La questione, legata al dibattito sulla Ue e sull’euro, è diventata uno slogan da mulinare sulla testa degli avversari più che un assunto da valutare razionalmente e criticamente.
Oggi si può forse ragionare più serenamente, dato che nessun partito che abbia un minimo di potere nemmeno ventila la possibilità di scrollarsi di dosso il carrozzone eurounitario di fronte a cui ogni declinazione possibile di establishment (progressisti, liberali, conservatori, identitari…) si è genuflesso come di fronte ad un idolo. Anzi: si può provare a ragionare tout court, dato che la polemica e l’astio hanno tolto il terreno per una riflessione meditata, che pur sarebbe necessaria in una fase di riassestamento degli equilibri geopolitici; situazione opportuna per eventuale ridefinizione della politica estera del paese, purché si abbia qualche idea.
Se non li convinci spaventali
Il punto di partenza non può che consistere nella modestia dell’argomento per cui “l’Italia è troppo piccola per fare da sola”; si tratta semplicemente di una pedata nei denti contro chiunque mettesse in questione l’aderenza dell’Italia alla Ue.

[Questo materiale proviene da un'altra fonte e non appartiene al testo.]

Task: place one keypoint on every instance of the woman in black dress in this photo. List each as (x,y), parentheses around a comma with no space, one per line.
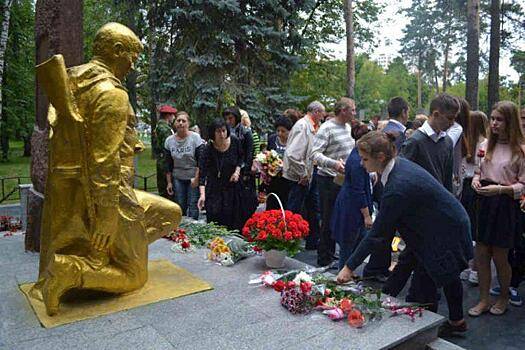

Naturalmente vi erano argomenti diversi pro-Ue. Una linea di argomentazioni “alte” era piuttosto elitista: l’integrazione europea sarebbe il vertice di un processo secolare di crescente avvicinamento dei popoli europei, un destino storico volto alla fratellanza e basato su una base di cultura condivisa. Argomentazione da progressismo colto e professorale, poco adatto alle orecchie di ceti in sofferenza sociale che piuttosto che l’europeismo ideale tastano con mano l’austerità reale.